The current Community legislation with regards to discrimination is covered by different directives with differing levels of competence. Even when just dealing with claims of a single ground this is problematic because it creates a hierarchy of grounds. With regards to multiple discrimination claims this poses an even greater obstacle to an adequate way of dealing with them. A single statute that manages to compound these different competences and directives will make claims with multiple grounds both easier to make and give the legal instances a way of better dealing with them.

Having no Community definition leaves the enforcement up to the courts that, as has been demonstrated, both lack a willingness to deal with the problem as well as a tendency to rule against the plaintiff when multiple grounds are claimed. This makes the situation unacceptable. Arguably this can be claimed to be proof of the need for dealing with the problem on a Community level as such a problem is likely to be poorly addressed otherwise, if at all. This Community definition should include open grounds as well as an opportunity for claiming multiple grounds and allow them to intersect. When a comparator is used she or he should be able to be chosen on more than one ground preferably this comparator will be as close to the societal norm as possible.

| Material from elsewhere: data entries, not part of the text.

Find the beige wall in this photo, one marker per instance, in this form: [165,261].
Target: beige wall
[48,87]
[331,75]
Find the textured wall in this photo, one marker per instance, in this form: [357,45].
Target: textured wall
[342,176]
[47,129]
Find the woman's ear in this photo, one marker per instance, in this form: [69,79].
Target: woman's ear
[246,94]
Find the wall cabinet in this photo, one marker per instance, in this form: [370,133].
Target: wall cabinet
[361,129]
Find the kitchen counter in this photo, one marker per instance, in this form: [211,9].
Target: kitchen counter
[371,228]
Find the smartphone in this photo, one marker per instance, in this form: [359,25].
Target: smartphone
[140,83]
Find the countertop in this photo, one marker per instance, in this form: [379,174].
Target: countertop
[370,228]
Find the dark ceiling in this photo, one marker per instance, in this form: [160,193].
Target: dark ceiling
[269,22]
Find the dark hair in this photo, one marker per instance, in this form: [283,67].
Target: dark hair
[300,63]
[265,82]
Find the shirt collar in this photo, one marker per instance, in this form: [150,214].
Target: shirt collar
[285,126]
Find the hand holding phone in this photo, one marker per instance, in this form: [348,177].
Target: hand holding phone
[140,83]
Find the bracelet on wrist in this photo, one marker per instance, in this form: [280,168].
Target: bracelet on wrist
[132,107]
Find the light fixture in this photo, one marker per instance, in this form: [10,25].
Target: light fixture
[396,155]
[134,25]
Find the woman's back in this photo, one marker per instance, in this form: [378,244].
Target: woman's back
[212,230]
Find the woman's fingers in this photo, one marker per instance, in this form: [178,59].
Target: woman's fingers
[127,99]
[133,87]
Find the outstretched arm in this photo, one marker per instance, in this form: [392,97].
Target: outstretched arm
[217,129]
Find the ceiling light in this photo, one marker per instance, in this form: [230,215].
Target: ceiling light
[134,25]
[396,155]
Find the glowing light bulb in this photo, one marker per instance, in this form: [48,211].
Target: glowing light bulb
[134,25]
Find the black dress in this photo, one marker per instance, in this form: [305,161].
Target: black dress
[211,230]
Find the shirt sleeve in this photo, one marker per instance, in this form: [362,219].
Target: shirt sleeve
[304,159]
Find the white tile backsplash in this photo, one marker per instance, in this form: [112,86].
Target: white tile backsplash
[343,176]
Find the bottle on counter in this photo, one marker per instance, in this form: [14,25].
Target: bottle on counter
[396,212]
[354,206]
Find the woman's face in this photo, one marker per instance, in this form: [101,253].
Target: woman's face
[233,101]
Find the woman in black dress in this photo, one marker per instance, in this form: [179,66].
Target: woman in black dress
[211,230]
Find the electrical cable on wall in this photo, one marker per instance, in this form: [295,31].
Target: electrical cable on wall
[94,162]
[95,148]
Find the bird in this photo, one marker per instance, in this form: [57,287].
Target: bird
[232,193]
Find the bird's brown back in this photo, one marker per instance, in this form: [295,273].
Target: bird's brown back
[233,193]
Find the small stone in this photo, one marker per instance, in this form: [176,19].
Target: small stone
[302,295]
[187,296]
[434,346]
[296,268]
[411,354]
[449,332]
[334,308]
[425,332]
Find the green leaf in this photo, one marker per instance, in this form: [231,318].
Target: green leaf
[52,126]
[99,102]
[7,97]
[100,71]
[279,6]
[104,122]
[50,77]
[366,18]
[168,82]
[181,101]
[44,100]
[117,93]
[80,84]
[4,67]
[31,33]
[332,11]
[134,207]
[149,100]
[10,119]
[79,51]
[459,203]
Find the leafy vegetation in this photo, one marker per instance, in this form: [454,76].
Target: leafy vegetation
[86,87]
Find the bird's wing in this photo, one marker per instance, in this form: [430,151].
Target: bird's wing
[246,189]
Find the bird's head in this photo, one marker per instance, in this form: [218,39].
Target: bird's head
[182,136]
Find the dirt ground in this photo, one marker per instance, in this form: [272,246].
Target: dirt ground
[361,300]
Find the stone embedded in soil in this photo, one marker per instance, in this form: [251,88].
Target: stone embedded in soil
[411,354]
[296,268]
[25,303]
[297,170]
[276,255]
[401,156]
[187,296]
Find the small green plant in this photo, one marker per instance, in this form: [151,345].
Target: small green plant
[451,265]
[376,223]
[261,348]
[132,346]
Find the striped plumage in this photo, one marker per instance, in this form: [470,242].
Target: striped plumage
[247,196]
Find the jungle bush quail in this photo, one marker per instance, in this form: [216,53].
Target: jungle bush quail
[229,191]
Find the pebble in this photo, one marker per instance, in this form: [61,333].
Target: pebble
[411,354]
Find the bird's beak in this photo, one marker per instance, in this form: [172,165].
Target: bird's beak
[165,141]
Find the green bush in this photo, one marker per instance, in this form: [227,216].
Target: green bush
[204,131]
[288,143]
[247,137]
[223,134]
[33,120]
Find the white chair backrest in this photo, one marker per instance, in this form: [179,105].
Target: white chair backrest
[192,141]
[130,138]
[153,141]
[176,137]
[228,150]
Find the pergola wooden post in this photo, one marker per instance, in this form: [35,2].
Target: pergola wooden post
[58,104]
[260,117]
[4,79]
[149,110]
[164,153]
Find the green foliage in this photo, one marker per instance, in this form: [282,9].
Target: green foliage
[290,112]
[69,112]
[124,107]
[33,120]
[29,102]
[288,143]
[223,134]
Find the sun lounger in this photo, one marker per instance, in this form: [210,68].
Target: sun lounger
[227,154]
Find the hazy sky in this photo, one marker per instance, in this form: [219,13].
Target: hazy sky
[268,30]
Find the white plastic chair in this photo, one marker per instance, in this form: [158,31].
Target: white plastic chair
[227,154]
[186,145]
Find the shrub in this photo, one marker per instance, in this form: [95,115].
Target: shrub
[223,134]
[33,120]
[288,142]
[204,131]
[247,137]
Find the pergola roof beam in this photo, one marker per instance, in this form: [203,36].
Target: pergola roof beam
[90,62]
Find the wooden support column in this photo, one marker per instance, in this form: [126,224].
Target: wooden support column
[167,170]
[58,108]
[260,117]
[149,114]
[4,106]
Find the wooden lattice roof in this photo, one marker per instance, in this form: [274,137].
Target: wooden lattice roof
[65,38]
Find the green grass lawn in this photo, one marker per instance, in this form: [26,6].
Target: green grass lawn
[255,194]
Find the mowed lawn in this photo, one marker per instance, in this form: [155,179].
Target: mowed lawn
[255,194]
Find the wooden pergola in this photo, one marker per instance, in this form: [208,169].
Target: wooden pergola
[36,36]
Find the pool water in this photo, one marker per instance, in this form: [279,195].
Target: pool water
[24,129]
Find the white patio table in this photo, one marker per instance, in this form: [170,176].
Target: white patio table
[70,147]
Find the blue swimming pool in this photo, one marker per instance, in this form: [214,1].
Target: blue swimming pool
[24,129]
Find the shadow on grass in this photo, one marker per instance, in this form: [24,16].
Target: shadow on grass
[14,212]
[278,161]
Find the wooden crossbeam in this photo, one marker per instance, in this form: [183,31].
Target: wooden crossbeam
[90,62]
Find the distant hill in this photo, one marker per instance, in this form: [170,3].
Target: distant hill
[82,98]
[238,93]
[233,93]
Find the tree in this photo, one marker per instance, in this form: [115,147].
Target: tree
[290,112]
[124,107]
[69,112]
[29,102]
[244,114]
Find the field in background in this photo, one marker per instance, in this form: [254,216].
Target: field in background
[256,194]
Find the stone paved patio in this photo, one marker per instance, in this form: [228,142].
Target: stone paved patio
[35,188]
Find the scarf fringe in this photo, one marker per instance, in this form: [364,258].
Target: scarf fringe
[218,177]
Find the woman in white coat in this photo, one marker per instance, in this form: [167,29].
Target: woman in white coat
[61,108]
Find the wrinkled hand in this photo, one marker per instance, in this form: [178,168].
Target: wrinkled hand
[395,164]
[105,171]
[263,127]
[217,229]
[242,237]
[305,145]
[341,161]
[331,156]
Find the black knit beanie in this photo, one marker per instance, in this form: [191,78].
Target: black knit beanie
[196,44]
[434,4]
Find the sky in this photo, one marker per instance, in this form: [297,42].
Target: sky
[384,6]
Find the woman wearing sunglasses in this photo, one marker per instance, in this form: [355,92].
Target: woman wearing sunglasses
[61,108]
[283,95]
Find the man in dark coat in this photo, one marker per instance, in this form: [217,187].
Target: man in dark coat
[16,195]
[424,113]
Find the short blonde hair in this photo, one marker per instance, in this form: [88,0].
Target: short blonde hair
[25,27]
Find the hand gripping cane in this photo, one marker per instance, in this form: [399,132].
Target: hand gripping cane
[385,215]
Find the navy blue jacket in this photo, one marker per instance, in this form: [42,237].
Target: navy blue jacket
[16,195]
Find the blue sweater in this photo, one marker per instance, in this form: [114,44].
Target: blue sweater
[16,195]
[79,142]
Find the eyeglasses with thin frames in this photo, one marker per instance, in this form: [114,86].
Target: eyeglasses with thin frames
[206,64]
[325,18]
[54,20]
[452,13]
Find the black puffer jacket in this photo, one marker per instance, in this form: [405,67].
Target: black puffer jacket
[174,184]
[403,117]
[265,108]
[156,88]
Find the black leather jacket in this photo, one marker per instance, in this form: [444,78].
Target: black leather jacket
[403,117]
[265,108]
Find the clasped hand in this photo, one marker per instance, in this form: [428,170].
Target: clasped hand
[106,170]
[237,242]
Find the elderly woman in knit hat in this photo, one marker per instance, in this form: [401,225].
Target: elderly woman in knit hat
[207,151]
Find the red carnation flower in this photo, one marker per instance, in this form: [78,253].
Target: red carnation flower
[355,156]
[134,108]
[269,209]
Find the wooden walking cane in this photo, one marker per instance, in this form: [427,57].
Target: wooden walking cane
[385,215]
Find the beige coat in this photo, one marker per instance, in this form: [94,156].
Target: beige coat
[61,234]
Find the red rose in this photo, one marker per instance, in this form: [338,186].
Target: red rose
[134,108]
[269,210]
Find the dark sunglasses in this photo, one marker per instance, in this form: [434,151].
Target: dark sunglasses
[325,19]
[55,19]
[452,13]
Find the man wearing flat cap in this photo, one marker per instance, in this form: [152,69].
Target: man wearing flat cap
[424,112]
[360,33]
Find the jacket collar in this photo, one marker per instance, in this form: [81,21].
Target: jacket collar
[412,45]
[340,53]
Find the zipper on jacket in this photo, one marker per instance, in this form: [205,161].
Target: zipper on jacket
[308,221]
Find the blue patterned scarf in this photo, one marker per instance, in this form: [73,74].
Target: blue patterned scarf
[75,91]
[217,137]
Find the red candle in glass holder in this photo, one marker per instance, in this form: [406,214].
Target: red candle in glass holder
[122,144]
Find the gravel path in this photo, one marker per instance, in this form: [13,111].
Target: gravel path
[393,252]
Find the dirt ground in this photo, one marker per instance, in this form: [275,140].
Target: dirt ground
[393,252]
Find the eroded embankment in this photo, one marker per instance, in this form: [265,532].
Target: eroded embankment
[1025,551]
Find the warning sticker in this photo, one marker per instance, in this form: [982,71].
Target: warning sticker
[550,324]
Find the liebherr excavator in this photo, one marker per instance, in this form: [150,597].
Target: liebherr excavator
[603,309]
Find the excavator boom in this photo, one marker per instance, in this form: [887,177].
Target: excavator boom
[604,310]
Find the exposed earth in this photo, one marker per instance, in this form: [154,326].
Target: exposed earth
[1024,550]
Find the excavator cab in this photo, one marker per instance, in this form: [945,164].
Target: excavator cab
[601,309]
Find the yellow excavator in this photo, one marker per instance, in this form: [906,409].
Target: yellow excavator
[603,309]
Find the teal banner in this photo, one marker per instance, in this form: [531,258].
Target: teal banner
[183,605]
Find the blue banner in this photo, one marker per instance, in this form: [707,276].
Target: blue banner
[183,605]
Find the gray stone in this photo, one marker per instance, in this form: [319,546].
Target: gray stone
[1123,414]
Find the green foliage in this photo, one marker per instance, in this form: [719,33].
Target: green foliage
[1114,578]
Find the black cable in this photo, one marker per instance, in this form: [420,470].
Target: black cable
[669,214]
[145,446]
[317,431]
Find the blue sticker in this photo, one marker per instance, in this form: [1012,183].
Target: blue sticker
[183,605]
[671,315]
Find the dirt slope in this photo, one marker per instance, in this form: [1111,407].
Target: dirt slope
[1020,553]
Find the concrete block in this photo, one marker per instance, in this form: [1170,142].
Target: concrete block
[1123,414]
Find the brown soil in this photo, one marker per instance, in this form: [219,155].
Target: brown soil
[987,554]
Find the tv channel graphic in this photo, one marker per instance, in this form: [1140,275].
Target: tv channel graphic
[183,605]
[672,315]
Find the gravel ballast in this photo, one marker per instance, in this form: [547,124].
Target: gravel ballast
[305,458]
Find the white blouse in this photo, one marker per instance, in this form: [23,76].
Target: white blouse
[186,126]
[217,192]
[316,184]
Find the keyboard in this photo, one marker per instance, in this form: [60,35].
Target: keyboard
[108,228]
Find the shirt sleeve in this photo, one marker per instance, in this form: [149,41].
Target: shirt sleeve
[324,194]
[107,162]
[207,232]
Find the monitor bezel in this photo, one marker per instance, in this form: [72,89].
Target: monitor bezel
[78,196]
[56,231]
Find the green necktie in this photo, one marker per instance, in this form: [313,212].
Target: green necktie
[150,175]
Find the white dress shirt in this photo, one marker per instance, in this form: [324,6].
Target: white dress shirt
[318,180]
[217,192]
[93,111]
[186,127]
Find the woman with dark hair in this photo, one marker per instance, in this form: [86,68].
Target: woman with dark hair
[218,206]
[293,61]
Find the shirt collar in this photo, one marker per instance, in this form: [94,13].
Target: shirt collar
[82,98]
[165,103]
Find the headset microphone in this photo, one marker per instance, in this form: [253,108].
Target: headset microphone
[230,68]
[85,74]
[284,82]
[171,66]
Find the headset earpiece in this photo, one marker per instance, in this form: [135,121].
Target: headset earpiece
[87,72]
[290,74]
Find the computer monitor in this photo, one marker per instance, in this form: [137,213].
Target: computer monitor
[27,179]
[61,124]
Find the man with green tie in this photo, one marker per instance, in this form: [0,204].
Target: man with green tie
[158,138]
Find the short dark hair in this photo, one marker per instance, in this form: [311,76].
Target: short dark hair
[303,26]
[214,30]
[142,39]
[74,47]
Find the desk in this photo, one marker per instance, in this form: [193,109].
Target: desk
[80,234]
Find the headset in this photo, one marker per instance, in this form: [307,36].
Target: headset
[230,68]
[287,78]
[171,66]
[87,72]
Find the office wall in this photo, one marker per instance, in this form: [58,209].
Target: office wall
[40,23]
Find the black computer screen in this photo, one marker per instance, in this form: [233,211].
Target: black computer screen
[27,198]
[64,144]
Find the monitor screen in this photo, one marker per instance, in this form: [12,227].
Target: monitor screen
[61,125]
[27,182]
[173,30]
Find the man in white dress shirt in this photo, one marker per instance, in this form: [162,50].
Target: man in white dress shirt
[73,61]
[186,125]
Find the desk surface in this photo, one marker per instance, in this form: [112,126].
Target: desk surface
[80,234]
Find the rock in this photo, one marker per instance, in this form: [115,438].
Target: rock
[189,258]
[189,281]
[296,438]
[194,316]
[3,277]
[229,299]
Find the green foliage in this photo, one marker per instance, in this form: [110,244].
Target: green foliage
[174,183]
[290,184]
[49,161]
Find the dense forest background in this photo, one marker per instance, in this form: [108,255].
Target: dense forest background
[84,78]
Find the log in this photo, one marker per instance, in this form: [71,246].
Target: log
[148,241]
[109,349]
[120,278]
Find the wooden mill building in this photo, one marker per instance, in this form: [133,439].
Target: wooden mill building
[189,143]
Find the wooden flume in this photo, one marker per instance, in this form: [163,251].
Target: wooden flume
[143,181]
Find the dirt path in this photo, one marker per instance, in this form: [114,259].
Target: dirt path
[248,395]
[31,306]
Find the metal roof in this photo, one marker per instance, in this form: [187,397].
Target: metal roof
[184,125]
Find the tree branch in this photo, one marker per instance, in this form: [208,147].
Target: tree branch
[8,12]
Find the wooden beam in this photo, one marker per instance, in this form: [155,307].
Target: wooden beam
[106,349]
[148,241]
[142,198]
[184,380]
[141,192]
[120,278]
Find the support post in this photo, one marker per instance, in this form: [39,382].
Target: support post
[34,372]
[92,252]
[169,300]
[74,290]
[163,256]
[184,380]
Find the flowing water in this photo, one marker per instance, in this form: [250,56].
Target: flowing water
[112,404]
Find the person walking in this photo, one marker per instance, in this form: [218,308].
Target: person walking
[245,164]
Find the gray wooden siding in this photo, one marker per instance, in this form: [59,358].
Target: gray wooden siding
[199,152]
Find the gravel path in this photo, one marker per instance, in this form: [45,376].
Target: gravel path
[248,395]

6.4 Reflections by the Authors

The reason for choosing this topic was not just the lack of attention, but the lack of measures in practice within the Community, that deal with multiple discrimination. The existing literature on the subject is limited. The authors that we found and used for this thesis all tend to give cross-references to each other. This further indicates that there are few scholars who have focused on multiple discrimination and in addition to that, it made it difficult to find sources that dealt with the problem from different perspectives.